The Home Office or Studio
If you use a room (or rooms) in your home exclusively for your writing you will probably qualify for the home office. The use of the room can be a rehearsal space, storage area for equipment, teaching space, record keeping for the business, marketing, etc. The home office is a fairly straightforward deduction to calculate on form 8829. It simply utilizes a formula based on the square footage of the business portion (the home office) of your home vs. the total square footage of the house or apartment and applies that percentage to all associated costs. The costs could include rent, mortgage interest, real estate taxes, condo fees, utilities, insurance, repairs, etc. Other rules that come into play here include the "exclusive use" requirement. This rule states that the home office must be used only for the business no "mixed use" allowed. In other words, the home office cannot be part of a larger room such as the living room unless the business part is partitioned off in some way. The home office can be a powerful write-off as it allows the writer to deduct a part of what were non-deductible personal expenses. Look into the alternative "Simplified Method"; it is easier but offers a much smaller tax deduction.

Other Unique Deductions
Writers have other unique deductions that are considered personal for most other taxpayers. These include books for research and professional enrichment, streaming music and video, audible books, tickets to plays & movies for script research. Remember not to get greedy on items like tickets, books and streaming services. The IRS loves to attack deductions such as these. But they are allowed since writers must keep up with trends in their profession. Most tax preparers call it "research," but be prepared to justify it. In any case do not deduct EVERY concert or show you attend or book you buy in the year; they can't all be "research." This also holds true for streaming music and videos, audible or digital books, DVDs, and CDs since some purchases must be for personal pleasure alone.

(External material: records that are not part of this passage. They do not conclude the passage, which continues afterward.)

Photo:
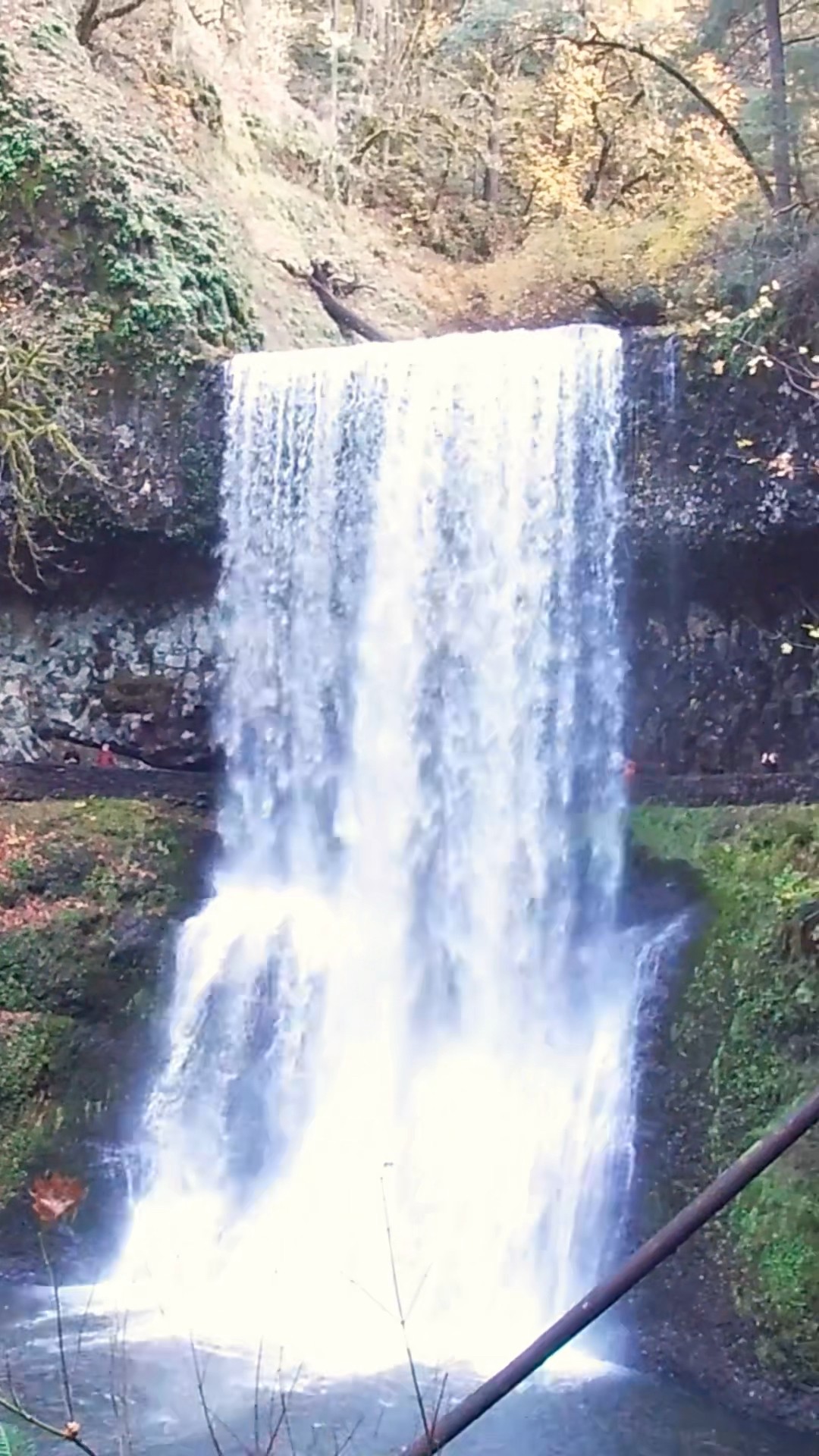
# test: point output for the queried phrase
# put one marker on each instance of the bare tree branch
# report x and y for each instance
(601, 42)
(93, 17)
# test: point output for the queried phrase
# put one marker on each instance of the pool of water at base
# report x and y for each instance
(143, 1397)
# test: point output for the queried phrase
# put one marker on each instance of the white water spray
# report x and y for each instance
(407, 1001)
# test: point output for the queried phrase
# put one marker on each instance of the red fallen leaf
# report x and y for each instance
(55, 1197)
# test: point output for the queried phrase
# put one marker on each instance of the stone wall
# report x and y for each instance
(719, 555)
(137, 677)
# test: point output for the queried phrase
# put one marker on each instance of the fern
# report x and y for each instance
(14, 1442)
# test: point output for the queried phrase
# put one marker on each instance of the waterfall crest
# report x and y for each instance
(407, 1002)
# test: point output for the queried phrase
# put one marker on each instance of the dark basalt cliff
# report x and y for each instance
(719, 574)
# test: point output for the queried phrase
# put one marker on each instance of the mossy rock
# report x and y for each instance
(88, 894)
(744, 1049)
(127, 278)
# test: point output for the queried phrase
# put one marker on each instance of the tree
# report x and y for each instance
(780, 127)
(93, 15)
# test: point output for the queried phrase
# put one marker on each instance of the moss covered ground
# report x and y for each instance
(86, 894)
(745, 1046)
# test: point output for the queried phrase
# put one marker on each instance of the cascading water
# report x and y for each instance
(407, 1005)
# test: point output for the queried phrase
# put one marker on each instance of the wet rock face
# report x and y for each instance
(137, 677)
(725, 689)
(720, 555)
(719, 552)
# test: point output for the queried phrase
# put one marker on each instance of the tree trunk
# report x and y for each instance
(491, 171)
(779, 105)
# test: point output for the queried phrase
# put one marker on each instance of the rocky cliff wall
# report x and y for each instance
(719, 574)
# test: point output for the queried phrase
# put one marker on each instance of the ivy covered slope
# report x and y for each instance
(88, 892)
(117, 296)
(744, 1047)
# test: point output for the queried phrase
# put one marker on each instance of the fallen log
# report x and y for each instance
(598, 1301)
(319, 280)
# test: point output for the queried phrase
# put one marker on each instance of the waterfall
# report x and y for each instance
(406, 1014)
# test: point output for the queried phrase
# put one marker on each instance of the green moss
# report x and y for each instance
(137, 291)
(148, 267)
(85, 899)
(746, 1046)
(30, 1046)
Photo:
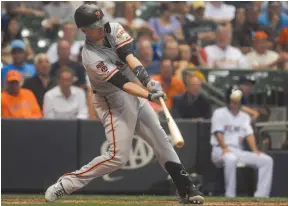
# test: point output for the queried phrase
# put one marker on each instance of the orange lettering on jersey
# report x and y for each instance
(120, 33)
(102, 66)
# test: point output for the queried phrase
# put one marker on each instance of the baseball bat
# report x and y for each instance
(177, 138)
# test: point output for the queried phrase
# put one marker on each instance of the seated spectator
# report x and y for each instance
(184, 60)
(19, 61)
(219, 12)
(41, 82)
(166, 24)
(230, 127)
(34, 8)
(198, 54)
(69, 34)
(245, 85)
(145, 56)
(171, 85)
(198, 26)
(261, 57)
(58, 12)
(171, 49)
(63, 52)
(263, 6)
(11, 33)
(191, 104)
(65, 101)
(243, 36)
(222, 55)
(274, 17)
(17, 102)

Remember that this outline is not intended to be the whole story. The Federal Tax Code is very complicated and your specific applications should be reviewed with a tax professional before filing your taxes. The writer is unique in the world of taxes. When you are shopping for a tax preparer please make sure they have some experience in taxation for writers. Also, organize your numbers using our attached worksheets (and bring along this article), it will make the process easier, cheaper and will help you maximize your deductions. Ask your preparer about other tax saving strategies for self-employed individuals such as retirement plans, health insurance and deduction timing.